降版時間だ!原稿を早goo!

新聞編集者の、見た、行った、聞いた。
「降版時間」は新聞社整理部の一番イヤな言葉。

★ハラキリはダメだった(つい最近まではね)。

2014年03月16日 | 新聞


定年退職された整理部の元デスクから連絡があった。
「Eさんが亡くなったよ。
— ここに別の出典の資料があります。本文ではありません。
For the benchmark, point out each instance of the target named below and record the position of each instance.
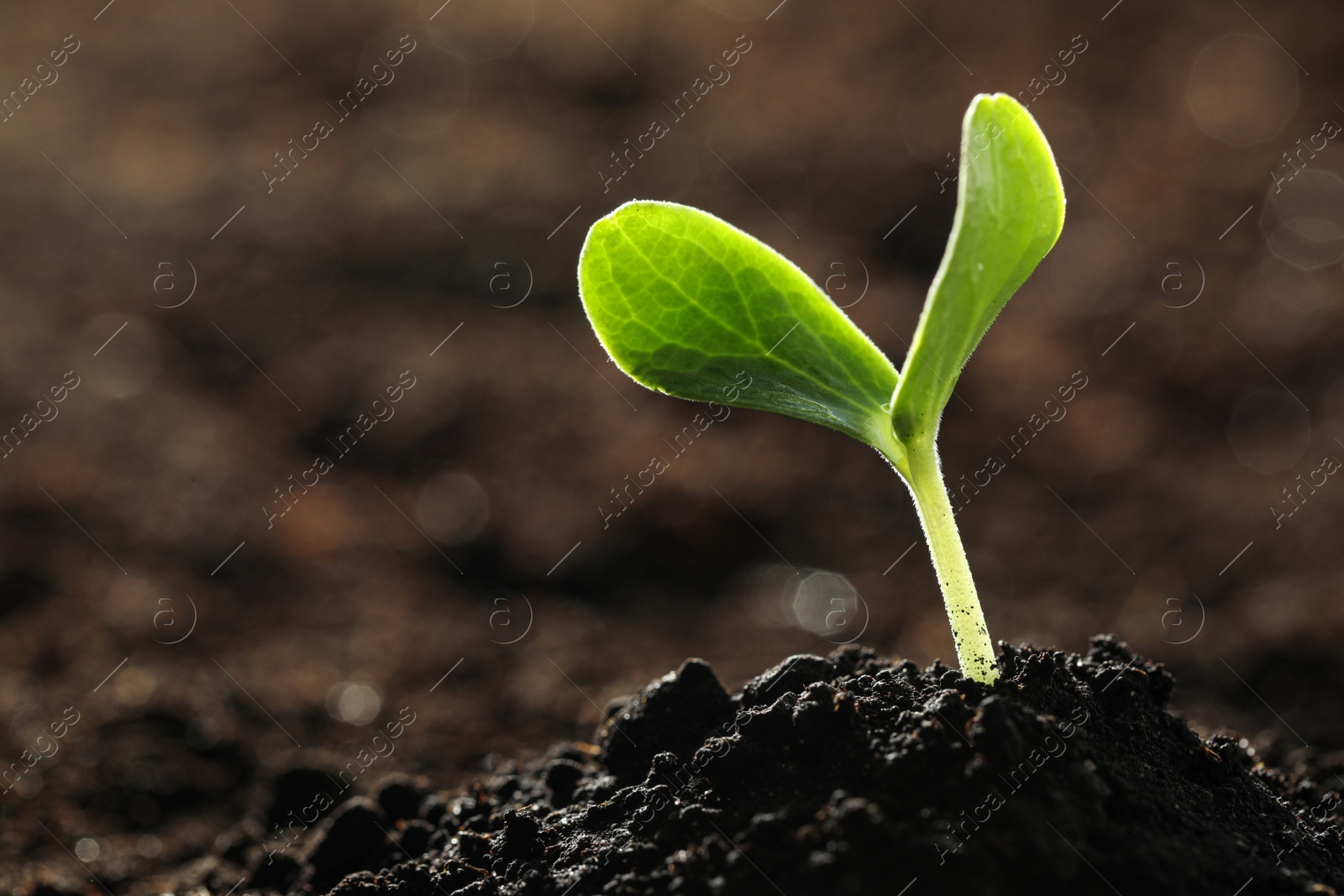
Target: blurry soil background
(192, 622)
憶えているか? 大組みのEさん……活版大組みのときはえらい世話になったなぁ」
「ええ⁈ あの怖い顔の人ですね( ←失礼だな )。
ど素人整理の僕に、大組み中ハラキリ・両ダレ・ナキワカレ【 注・下段 】の逃げ方、教えていただきましたよぉ」
………また1人、鉛活字で新聞を組んだときの活版部員がいなくなった。

大型CTS( 新聞コンピューター編集・組み版システム )すら、やや古い編集システムになり、
活版大組みは「大昔」なのかもしれない。
「縦書きの日本語を、電算機で縦組み新聞に組み上げるのは、人間を月に運ぶより難しいプロジェクトだ」( 1960~70年代のIBM技術陣 )
と言われたCTSが次第にDTPに移行し、大規模システムが必要なくなるよーになるとは思わなかった。
DTPの次は、なんだろう……………怖いから、考えない。

【 ハラキリ・両ダレ・ナキワカレ=はらきり・りょうだれ・なきわかれ 】
新聞割り付け上の禁忌。極力避けるべき組み方。
ハラキリは、現在の朝日新聞がよくやっている( ←こらっ )紙面の真ん中あたりでバッサリ真っ二つに切るレイアウト( 写真はイメージです )。
ちなみに、現在の東京新聞( 中日新聞東京本社発行 )も、いわゆる北半球・南半球真っ二つ型だけど、
この組み方は毎日新聞がつくったもの←これについては後日書こうかな、と。
両ダレは、流し記事の続きが右にも行ける、左にも行けるため、読者迷惑な組み方。
ナキワカレは、流し記事Aがちょうど
「……だった。」などで終わり、下段の近いところに
Aの本来の続き「さらに、余罪を追及する。……」
別記事Bの「しかし△△署の調べでは……」
とあるため、読みにくい組み方。
製作局の大組みデスクは、大刷りゲラを受け取ると、真っ先に欄外→広告→記事の流れを赤鉛筆で確認していた。